Foto: djd / Tourist-Information Weißenburg / Walter König

Eine stolze Hohenzollernfestung, antike Thermen, ein Römerkastell und eine historische Altstadt mit spätmittelalterlichen Fachwerkhäusern und barocken Bürgerhäusern: Als ehemalige Römer- und Reichsstadt hat das fränkische Weißenburg viele Sehenswürdigkeiten zu bieten. Der beste Weg, um die charmante Stadt zwischen den Urlaubslandschaften Fränkisches Seenland und Naturpark Altmühltal auf unterhaltsame Weise kennenzulernen, ist eine Stadtführung.

Wenn die Magd aus dem Nähkästchen plaudert

Das Angebot an solchen kulturellen Touren ist groß und richtet sich an Einzelbesucher wie auch Gruppen, alle Informationen gibt es unter www.weissenburg.de. Auf der Tour „StadtEntdecker“ beispielsweise erzählen die Gästeführer aus der bewegten Stadtgeschichte Weißenburgs und zeigen Besuchern nicht nur bekannte Wahrzeichen der Stadt wie das Ellinger Tor – eines der schönsten Stadttore Süddeutschlands – oder die spätgotische St. Andreaskirche, sondern auch versteckte Gässchen und Plätze. Der 52 Meter hohe Andreasturm etwa kann mit oder ohne Führung erklommen werden. Nach 178 Stufen beeindruckt der Blick aus der Türmerstube über die Dächer der Stadt. Viele Geheimnisse aus der Historie werden auf den verschiedenen Kostümführungen gelüftet – beim „StadtGeplauder“ sind es etwa die Ratsfrau Preu mit ihrer Magd Leni, die Gäste beim Rundgang durch die malerische Altstadt mit Tratschereien und Geschichten unterhalten. Den turbulenten Geschehnissen um 1800 in Weißenburg widmen sich die beiden Frauen auf der Tour „MuseumsGeplauder reloaded“ im Reichsmuseum.

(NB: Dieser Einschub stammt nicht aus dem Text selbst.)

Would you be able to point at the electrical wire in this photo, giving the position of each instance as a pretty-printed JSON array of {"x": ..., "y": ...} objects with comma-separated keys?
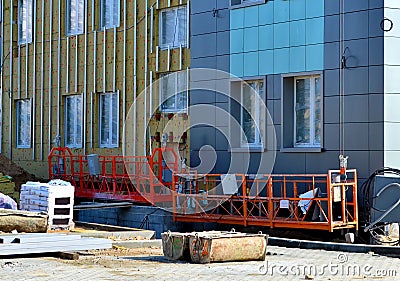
[{"x": 366, "y": 191}]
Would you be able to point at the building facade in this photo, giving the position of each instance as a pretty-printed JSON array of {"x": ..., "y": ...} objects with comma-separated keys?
[
  {"x": 70, "y": 72},
  {"x": 326, "y": 70}
]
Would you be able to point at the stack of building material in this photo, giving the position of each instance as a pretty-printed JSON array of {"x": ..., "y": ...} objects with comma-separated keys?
[
  {"x": 7, "y": 187},
  {"x": 55, "y": 199},
  {"x": 33, "y": 243}
]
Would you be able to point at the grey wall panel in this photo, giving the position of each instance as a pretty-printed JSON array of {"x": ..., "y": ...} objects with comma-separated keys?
[
  {"x": 204, "y": 62},
  {"x": 359, "y": 160},
  {"x": 202, "y": 97},
  {"x": 375, "y": 50},
  {"x": 224, "y": 161},
  {"x": 276, "y": 113},
  {"x": 374, "y": 22},
  {"x": 376, "y": 136},
  {"x": 357, "y": 52},
  {"x": 356, "y": 136},
  {"x": 270, "y": 87},
  {"x": 376, "y": 107},
  {"x": 222, "y": 4},
  {"x": 392, "y": 112},
  {"x": 203, "y": 6},
  {"x": 221, "y": 141},
  {"x": 204, "y": 135},
  {"x": 356, "y": 25},
  {"x": 356, "y": 80},
  {"x": 320, "y": 163},
  {"x": 356, "y": 108},
  {"x": 376, "y": 79},
  {"x": 331, "y": 82},
  {"x": 277, "y": 86},
  {"x": 202, "y": 23},
  {"x": 223, "y": 43},
  {"x": 203, "y": 45},
  {"x": 376, "y": 161},
  {"x": 375, "y": 3},
  {"x": 332, "y": 28},
  {"x": 332, "y": 55},
  {"x": 223, "y": 63},
  {"x": 223, "y": 20},
  {"x": 331, "y": 109},
  {"x": 290, "y": 163},
  {"x": 331, "y": 137},
  {"x": 332, "y": 7}
]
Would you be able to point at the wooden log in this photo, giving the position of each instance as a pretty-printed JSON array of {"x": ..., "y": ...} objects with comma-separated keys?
[{"x": 22, "y": 221}]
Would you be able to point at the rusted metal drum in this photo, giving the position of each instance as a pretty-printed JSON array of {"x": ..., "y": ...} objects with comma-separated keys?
[
  {"x": 176, "y": 245},
  {"x": 206, "y": 248}
]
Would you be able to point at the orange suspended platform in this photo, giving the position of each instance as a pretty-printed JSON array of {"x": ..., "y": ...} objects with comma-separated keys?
[
  {"x": 310, "y": 201},
  {"x": 277, "y": 201}
]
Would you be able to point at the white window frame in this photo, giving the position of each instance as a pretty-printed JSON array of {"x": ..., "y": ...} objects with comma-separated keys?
[
  {"x": 176, "y": 95},
  {"x": 312, "y": 143},
  {"x": 24, "y": 119},
  {"x": 258, "y": 114},
  {"x": 77, "y": 110},
  {"x": 110, "y": 143},
  {"x": 27, "y": 23},
  {"x": 103, "y": 11},
  {"x": 78, "y": 25},
  {"x": 180, "y": 42}
]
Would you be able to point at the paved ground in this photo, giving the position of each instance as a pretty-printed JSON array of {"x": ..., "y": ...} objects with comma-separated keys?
[{"x": 280, "y": 264}]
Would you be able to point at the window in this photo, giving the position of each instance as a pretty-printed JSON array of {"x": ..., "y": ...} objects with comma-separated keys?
[
  {"x": 173, "y": 28},
  {"x": 307, "y": 112},
  {"x": 251, "y": 115},
  {"x": 75, "y": 17},
  {"x": 110, "y": 13},
  {"x": 109, "y": 120},
  {"x": 23, "y": 123},
  {"x": 25, "y": 9},
  {"x": 173, "y": 92},
  {"x": 73, "y": 121},
  {"x": 302, "y": 113}
]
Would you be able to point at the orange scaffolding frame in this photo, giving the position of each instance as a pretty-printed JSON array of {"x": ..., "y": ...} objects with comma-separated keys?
[
  {"x": 137, "y": 178},
  {"x": 270, "y": 200}
]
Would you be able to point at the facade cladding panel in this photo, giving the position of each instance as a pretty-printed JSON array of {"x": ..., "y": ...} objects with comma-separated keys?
[{"x": 285, "y": 42}]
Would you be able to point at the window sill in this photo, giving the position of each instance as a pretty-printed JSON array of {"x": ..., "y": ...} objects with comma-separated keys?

Ausflüge in die Welt der Römer

In die Wellnesswelt des zweiten Jahrhunderts n. Chr. entführt Livia, die Frau des Thermenpächters. Geheimnisse, Leiden und Gelüste der Badegäste, aber auch die politische Lage der damaligen Zeit stehen im Mittelpunkt der Führung „BadeGeflüster“. Ganz nebenbei lernt man dabei auch die römischen Thermen kennen – eine der größten freigelegten Thermenanlagen in Süddeutschland. Fans römischer Geschichte können sich ebenso auf einen dreistündigen geführten Rundgang durch das „RömerMuseum“, die Großen Thermen und das Kastell Biriciana begeben. Auch die imposante Wülzburg hoch über der Stadt kann im Rahmen einer Führung entdeckt werden – Geschichten aus der Zeit der Hohenzollern gehören ebenso dazu wie ein Blick in den „Tiefen Brunnen“. Mit 143 Metern Tiefe gehört er zu den tiefsten von Hand gegrabenen Festungsbrunnen in Europa.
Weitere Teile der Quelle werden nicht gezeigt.